Bisnis.com, JAKARTA - Perhimpunan Hotel dan Restoran Indonesia (PHRI) menyuarakan keberatan terkait Rancangan Peraturan Daerah (Raperda) tentang Kawasan Tanpa Rokok (KTR) di DKI Jakarta.
Dalam Rapat Dengar Pendapat Umum (RDPU) dengan DPRD DKI Jakarta, Ketua Badan Pimpinan Daerah (BPD) PHRI DKI Jakarta Sutrisno Iwantono menekankan pasal-pasal dalam naskah Raperda tersebut semakin memperberat kinerja hotel dan resto.
Sebelumnya, berdasarkan hasil survei terbaru yang dilakukan PHRI DKI Jakarta pada April 2025 terhadap anggotanya, tercatat 96,7% hotel melaporkan terjadinya penurunan tingkat hunian. Hal itu berdampak pada banyak pelaku usaha yang terpaksa melakukan pengurangan karyawan sekaligus menerapkan berbagai strategi efisiensi.

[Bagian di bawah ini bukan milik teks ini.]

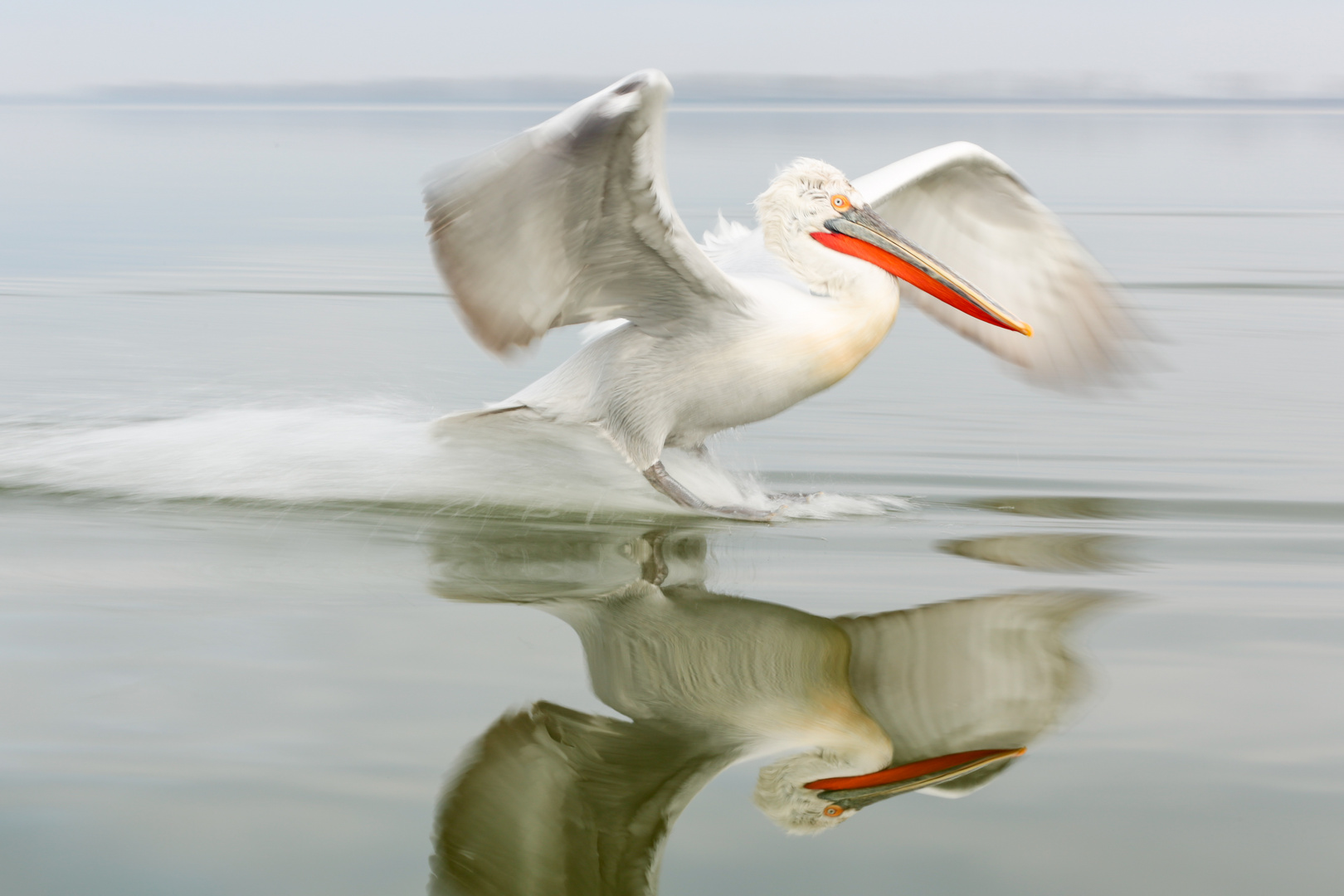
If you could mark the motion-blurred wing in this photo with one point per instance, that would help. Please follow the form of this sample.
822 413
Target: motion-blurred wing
988 674
971 212
570 222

“Jangan lupa bahwa hotel dan resto juga telah turut menyumbangkan PAD bagi DKI Jakarta. Kontribusi ekonominya tinggi dan menyerap lebih dari 600.000 tenaga kerja. Harus disadari bahwa tamu hotel dan restoran itu didominasi oleh konsumen perokok. Kalau merokok dilarang total, tidak diperbolehkan sama sekali, maka ini kemunduran bagi kafe, restoran, dan hotel. Dampaknya luas,” tegas Iwantono, dikutip dari siaran pers, Rabu (18/6/2025).
Berkaca pada profil statistik DKI Jakarta, pascapandemi Covid-19, tercatat hingga Oktober 2023, PAD sektor wisata DKI Jakarta mencapai Rp5,39 triliun. Sebagian besar (61,32%) PAD tersebut didapatkan dari pajak restoran, yakni sebesar Rp3,3 triliun.
Sementara itu, PAD dari pajak hotel mencapai 28,25% serta sisanya dari pajak hiburan sebesar 10,33% dan retribusi sebesar 0,09%. Apabila dibandingkan secara total, PAD sektor wisata telah menyumbang 11,60% dari total PAD DKI Jakarta tahun 2023, yakni sebesar Rp48,6 triliun.
Baca Juga
“Peraturan semacam ini, prosesnya harus bertahap, tidak bisa ujug-ujug. Ekonomi akan terguncang, nanti masyarakat terkejut. Kami mohon, tolong pelaku usaha dilibatkan dalam proses penyusunan Raperda KTR ini. Ini soal bagaimana dampaknya pada kemampuan hotel ke depan. Oleh karena itu, kami harus diajak diskusi,” ujar Iwantono.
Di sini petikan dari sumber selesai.